No external reaction, but her eyes lock onto me with more intensity.
"And I have a method to generate a lot of capital." I continue. "A truly enormous amount. The problem is I need someone with the right skills to make it possible."
She stays motionless, so I drop the real weight of the information.
"I’m talking about thousands of Plates." A short pause. "Maybe even Core Scales."
This time she reacts. Her eyes widen just past their normal limit before she pulls the control back.
Finally.
"And I want to offer you five percent of all of it. By registered contract in the Ocean’s Law."

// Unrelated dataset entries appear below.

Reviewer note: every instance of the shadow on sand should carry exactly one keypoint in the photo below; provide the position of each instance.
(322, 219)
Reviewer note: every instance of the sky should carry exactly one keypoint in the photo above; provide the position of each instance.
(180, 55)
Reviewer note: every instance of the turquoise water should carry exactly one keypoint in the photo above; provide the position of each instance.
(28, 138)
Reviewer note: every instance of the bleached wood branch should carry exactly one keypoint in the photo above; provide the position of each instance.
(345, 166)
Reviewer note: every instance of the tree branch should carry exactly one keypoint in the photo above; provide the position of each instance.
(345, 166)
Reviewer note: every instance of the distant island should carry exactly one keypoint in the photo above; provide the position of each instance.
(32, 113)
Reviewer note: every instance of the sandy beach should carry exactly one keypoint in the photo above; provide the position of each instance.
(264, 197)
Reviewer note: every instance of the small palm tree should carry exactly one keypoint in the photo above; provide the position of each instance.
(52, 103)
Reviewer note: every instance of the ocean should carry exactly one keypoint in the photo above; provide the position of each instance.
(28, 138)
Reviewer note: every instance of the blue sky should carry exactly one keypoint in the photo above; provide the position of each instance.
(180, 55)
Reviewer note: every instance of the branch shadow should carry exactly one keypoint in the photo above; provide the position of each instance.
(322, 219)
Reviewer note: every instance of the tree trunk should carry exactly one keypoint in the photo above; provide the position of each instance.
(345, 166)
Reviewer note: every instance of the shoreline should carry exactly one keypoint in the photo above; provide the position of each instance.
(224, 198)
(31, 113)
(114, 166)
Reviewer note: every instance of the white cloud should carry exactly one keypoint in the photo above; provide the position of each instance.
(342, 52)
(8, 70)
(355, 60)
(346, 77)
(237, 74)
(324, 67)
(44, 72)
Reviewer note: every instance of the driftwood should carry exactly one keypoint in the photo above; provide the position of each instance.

The silence that falls afterward is a long one. I simply sit and watch while she thinks. The occasional creak of the inn’s wood. Distant footsteps in the corridor. The muffled sound of the main street crossing the window; the room is soundproof going out, not coming in.
Zhang Xi brings a hand to her chin and closes her eyes. When she opens them again, there’s far less hesitation there.
"First..." she says slowly, "you need to understand why I need money so badly." She breathes in deeply before continuing. "If you still agree after that..." Her eyes find mine again. "Then I accept your proposal."
I lean slightly forward.
"Tell me."
And for the first time since she walked into that room, I genuinely want to hear the answer.